Linear Algebra Accelerators for Low-Power, High-Performance Multi-Core Computing
With semiconductor technology scaling reaching physical limits, overcoming power limitations is one of the major issues on the path to increased performance. It is well-accepted that specialization and heterogeneity at the hardware level can be keys to achieving orders of magnitude improvements in both power consumption and performance. However, full-custom hardware design is expensive in many ways. The question is whether multi-core processors can be designed that achieve the efficiency of custom hardware with enough flexibility to run a broad class of applications.

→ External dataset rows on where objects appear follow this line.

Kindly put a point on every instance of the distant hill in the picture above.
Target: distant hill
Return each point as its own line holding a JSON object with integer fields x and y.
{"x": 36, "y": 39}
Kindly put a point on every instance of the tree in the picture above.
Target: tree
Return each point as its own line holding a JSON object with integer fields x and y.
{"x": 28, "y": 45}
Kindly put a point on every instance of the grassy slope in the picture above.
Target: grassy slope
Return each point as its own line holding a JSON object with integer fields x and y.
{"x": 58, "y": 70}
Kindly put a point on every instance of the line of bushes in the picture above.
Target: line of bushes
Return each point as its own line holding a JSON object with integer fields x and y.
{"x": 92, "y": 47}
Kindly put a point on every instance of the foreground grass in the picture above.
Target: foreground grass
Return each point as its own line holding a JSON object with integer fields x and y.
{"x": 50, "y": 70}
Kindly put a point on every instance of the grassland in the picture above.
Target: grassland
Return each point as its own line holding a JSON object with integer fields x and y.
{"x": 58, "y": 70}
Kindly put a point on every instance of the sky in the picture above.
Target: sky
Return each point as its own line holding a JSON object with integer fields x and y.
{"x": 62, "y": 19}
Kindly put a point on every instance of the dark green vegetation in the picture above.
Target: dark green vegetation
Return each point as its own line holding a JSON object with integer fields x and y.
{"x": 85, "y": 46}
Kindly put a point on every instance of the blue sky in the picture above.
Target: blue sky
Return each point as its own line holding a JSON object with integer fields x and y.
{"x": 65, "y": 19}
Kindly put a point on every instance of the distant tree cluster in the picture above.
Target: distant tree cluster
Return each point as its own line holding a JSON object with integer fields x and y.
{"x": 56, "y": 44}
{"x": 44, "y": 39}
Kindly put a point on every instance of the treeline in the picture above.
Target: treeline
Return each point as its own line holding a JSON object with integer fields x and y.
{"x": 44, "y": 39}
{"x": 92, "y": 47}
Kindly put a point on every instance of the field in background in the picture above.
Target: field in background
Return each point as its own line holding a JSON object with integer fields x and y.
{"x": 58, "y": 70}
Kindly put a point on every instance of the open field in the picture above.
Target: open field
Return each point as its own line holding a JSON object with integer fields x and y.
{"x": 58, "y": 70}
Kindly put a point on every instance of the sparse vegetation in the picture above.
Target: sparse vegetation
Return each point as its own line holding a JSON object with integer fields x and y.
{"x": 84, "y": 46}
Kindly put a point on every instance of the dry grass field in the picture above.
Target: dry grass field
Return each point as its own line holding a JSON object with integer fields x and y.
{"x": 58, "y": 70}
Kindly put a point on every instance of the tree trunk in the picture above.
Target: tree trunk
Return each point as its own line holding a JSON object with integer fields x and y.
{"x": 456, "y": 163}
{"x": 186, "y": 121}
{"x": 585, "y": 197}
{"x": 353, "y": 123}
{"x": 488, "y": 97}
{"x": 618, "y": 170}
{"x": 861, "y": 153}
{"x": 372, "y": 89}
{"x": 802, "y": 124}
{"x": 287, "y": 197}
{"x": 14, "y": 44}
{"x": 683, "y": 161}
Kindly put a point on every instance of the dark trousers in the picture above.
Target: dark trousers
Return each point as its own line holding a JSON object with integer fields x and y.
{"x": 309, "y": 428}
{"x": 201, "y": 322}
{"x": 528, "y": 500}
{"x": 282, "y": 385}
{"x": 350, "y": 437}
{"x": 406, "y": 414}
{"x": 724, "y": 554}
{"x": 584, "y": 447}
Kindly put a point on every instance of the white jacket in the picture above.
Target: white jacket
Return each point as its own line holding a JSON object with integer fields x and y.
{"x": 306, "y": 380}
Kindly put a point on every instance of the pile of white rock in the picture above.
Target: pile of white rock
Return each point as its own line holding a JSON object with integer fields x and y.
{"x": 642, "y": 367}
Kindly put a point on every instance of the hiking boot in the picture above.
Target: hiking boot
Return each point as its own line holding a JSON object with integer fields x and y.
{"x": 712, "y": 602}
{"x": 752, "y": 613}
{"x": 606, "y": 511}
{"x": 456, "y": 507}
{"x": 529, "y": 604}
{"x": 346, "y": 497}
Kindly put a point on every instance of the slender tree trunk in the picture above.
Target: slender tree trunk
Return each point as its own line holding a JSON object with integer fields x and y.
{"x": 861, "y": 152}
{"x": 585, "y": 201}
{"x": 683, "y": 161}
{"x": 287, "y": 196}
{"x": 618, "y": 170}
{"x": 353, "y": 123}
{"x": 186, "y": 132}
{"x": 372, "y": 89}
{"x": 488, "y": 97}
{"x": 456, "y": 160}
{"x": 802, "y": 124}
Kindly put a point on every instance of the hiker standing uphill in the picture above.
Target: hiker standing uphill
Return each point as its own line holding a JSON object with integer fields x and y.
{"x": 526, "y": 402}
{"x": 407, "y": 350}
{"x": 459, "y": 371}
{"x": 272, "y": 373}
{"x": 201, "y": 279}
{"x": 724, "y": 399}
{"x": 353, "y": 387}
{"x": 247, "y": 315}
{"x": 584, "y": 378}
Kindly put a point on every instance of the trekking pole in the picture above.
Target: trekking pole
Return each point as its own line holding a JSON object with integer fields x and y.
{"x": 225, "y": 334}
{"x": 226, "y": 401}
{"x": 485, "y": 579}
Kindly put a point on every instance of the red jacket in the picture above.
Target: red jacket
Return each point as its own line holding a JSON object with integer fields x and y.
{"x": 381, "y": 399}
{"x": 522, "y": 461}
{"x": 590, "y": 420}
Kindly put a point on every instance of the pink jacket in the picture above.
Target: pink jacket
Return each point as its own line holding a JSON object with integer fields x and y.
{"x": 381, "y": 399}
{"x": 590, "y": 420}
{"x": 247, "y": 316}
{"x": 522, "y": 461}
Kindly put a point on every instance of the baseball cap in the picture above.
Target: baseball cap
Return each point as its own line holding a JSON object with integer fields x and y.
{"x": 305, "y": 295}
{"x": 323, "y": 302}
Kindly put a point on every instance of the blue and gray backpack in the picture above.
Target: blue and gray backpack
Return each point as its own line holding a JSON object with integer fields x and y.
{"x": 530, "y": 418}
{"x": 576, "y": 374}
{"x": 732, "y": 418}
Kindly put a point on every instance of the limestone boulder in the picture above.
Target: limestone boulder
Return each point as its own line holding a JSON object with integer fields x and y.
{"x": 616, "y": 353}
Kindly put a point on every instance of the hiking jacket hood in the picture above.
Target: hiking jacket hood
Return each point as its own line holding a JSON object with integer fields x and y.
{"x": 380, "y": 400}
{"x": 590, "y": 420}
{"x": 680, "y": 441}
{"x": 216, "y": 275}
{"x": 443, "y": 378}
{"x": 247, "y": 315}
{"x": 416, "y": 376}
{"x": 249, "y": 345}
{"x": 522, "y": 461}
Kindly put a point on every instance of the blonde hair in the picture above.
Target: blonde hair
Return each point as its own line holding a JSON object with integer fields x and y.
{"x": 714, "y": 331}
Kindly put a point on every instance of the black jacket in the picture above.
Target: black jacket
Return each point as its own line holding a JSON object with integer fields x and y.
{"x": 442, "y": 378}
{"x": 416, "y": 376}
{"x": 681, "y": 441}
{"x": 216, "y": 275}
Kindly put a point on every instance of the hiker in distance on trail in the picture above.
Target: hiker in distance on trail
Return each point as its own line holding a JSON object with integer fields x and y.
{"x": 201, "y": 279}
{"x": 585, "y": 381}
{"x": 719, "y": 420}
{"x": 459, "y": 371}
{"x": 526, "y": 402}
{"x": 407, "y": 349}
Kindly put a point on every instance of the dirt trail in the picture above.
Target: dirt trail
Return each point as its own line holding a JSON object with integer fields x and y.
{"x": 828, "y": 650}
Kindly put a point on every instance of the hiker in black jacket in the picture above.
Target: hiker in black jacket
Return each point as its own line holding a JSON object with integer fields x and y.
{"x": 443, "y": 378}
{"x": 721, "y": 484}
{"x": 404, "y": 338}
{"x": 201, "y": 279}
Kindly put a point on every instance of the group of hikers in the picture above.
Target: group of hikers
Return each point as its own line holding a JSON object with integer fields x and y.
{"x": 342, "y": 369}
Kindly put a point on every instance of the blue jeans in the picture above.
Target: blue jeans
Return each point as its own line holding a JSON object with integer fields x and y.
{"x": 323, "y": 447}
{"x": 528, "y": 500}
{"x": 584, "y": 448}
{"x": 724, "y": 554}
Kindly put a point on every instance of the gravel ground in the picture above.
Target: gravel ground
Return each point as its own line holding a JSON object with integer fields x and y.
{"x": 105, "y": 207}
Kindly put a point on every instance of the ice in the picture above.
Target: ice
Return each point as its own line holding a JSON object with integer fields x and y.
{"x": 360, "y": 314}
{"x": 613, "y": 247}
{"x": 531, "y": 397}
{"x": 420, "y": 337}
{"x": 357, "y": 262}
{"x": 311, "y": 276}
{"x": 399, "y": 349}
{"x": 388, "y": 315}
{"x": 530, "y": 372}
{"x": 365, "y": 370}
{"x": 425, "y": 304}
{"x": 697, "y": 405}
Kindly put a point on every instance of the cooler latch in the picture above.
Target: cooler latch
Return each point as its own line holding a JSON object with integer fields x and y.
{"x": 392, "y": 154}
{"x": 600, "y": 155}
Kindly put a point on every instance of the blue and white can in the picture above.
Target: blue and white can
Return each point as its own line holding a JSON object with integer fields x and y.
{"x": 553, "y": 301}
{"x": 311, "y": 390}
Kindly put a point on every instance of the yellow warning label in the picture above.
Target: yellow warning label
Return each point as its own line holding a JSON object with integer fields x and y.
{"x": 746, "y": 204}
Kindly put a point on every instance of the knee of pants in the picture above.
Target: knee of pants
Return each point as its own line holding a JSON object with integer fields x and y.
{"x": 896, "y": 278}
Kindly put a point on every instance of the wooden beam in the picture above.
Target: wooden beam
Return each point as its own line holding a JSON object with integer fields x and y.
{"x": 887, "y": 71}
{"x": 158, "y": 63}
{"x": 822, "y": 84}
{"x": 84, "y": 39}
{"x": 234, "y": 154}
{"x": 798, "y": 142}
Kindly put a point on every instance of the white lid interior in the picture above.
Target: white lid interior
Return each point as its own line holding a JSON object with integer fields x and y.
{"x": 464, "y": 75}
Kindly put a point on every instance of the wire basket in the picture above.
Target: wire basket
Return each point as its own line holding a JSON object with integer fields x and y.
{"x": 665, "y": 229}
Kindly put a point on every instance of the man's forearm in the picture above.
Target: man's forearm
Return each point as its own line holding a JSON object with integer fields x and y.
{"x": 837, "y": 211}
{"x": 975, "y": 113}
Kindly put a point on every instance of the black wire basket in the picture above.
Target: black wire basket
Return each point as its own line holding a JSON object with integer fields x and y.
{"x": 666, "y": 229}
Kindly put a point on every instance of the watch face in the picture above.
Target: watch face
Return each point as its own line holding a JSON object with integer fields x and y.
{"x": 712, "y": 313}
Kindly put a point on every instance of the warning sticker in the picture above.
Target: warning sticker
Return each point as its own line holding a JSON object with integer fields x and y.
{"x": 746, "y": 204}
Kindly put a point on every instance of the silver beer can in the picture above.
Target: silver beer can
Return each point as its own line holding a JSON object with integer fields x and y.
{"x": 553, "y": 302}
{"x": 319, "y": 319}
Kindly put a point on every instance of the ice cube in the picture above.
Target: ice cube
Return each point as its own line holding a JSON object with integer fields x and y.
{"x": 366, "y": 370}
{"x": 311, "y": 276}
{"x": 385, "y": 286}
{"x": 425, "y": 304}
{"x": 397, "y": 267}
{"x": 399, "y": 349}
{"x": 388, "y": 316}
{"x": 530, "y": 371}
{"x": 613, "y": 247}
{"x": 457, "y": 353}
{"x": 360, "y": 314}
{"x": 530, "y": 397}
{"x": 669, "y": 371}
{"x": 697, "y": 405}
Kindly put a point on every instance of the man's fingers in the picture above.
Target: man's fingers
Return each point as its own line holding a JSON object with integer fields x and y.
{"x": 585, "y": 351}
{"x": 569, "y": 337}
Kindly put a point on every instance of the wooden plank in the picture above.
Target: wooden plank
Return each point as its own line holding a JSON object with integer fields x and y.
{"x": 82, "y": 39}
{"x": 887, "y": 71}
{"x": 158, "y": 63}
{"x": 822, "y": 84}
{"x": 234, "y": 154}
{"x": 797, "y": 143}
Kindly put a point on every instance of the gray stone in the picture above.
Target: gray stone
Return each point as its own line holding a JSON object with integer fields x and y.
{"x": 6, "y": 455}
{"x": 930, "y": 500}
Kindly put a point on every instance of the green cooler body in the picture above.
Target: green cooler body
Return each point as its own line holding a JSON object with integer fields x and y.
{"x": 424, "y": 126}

WNCG Prof. Andreas Gerstlauer and students, in collaboration with UT Austin computer science Prof. Robert A. Van de Geijn are studying these questions for several domains, including linear algebra computations, which are at the core of many high-performance as well as embedded, signal processing or big data applications. By co-designing algorithms and architectures for a dedicated Linear Algebra Processor (LAP), the team's previous results have shown that a prototypical LAP in 45nm is expected to maintain 600 double-precision GFLOPS in less than 25W with enough flexibility to support the full range of basic linear algebra subroutines (BLAS). This is orders of magnitude more energy efficient (as measured in energy per operation) than existing CPUs or GPUs.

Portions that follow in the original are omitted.